For sure there are such medically complicated cases where it might be very difficult to keep a person in the family home setting. However these cases should be placed in medical and nursing homes where they can be attended to in a professional and
competent manner. I guess that the percentage of such severe medical conditions is below 5% of all nursing cases.
However in my experience in more that 10 years of home nursing/mobile nursing has shown that with proper professional and caring teams anyone can be attended to in their own home setting.
Even comatose patients with tracheotomy can be managed in the family setting provided the family is willing to cooperate and give the necessary support.
What happened to a person who is "comatose"? Does he still register the surrounding? No serious scientist dares to make a conclusive statement on this matter. However my professional experience has shown many a time that people were making clear signs on stimulations by the sound of a family member, a close friend, and/or certain melody of which the person was familiar with.
It is not unusual that even doctors in the hospital advise the family to look for a nursing home instead of looking at the option of caring for the patient in their own home setting with the available mobile home nursing.

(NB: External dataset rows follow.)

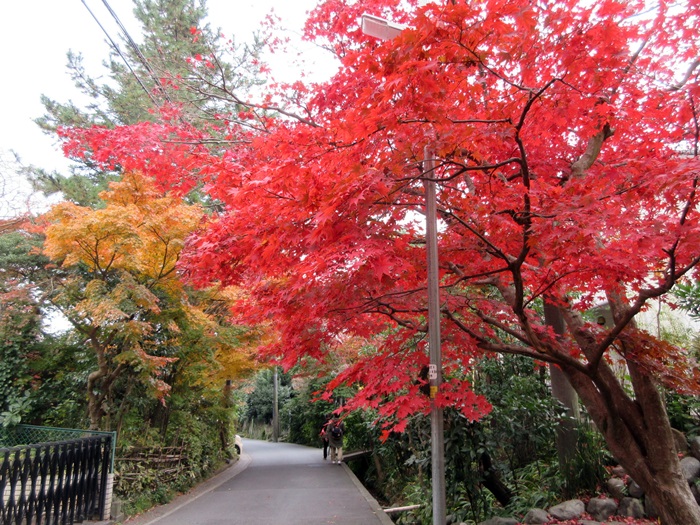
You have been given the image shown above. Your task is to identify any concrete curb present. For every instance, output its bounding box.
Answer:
[108,452,252,525]
[342,463,394,525]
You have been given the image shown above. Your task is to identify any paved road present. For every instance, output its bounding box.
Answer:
[120,439,393,525]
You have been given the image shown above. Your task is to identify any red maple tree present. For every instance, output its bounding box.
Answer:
[64,0,700,525]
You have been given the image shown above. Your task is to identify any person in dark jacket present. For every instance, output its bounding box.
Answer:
[326,418,345,465]
[320,414,333,461]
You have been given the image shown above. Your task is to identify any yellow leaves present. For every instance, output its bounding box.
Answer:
[44,173,203,285]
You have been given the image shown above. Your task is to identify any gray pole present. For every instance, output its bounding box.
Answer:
[423,147,447,525]
[272,366,280,443]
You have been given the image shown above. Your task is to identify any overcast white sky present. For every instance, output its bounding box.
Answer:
[0,0,328,180]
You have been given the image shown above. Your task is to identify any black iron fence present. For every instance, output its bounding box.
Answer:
[0,427,114,525]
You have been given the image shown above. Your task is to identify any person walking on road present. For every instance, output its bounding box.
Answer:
[320,415,333,461]
[326,418,345,465]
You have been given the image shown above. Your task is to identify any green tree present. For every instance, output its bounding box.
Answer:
[25,0,263,206]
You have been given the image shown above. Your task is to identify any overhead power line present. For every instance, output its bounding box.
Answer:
[102,0,172,102]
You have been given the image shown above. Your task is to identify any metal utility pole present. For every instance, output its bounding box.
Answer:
[423,147,447,525]
[272,366,280,443]
[361,14,447,525]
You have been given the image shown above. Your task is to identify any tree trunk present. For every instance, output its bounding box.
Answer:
[544,300,580,470]
[565,362,700,525]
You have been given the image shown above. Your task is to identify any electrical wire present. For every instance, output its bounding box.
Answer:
[81,0,162,107]
[102,0,172,102]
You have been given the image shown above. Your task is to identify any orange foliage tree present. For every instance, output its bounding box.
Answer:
[63,0,700,525]
[43,172,251,428]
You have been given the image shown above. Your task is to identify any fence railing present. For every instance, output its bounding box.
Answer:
[0,427,114,525]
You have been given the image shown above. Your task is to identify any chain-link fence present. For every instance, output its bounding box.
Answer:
[0,425,117,473]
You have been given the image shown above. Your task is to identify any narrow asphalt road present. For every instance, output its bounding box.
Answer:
[120,439,393,525]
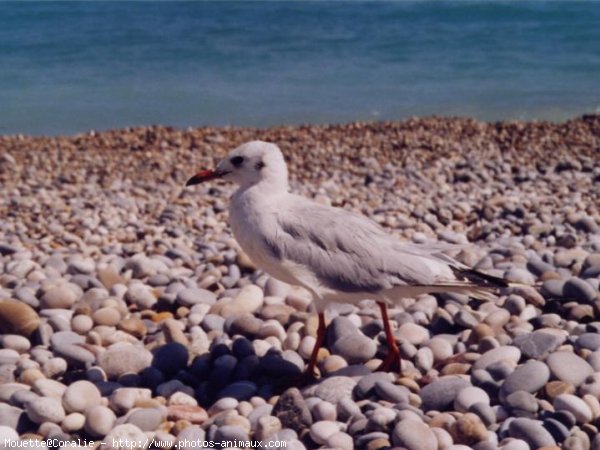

More people grow older and are more likely to become nursing dependent at their final stage of life. Home nursing/mobile nursing should be the first option for anyone to be considered. Nursing homes should be the last option and be left for the absolutely difficult cases.
Mobile nursing which is able to provide any amount of support from simply giving a bath to a 24 hours general or medical nursing care is the correct and appropriate way of managing those who have spent their whole life being concerned about our welfare.
"Let us treat our beloved the same way we want to be treated when we grow old and dependent".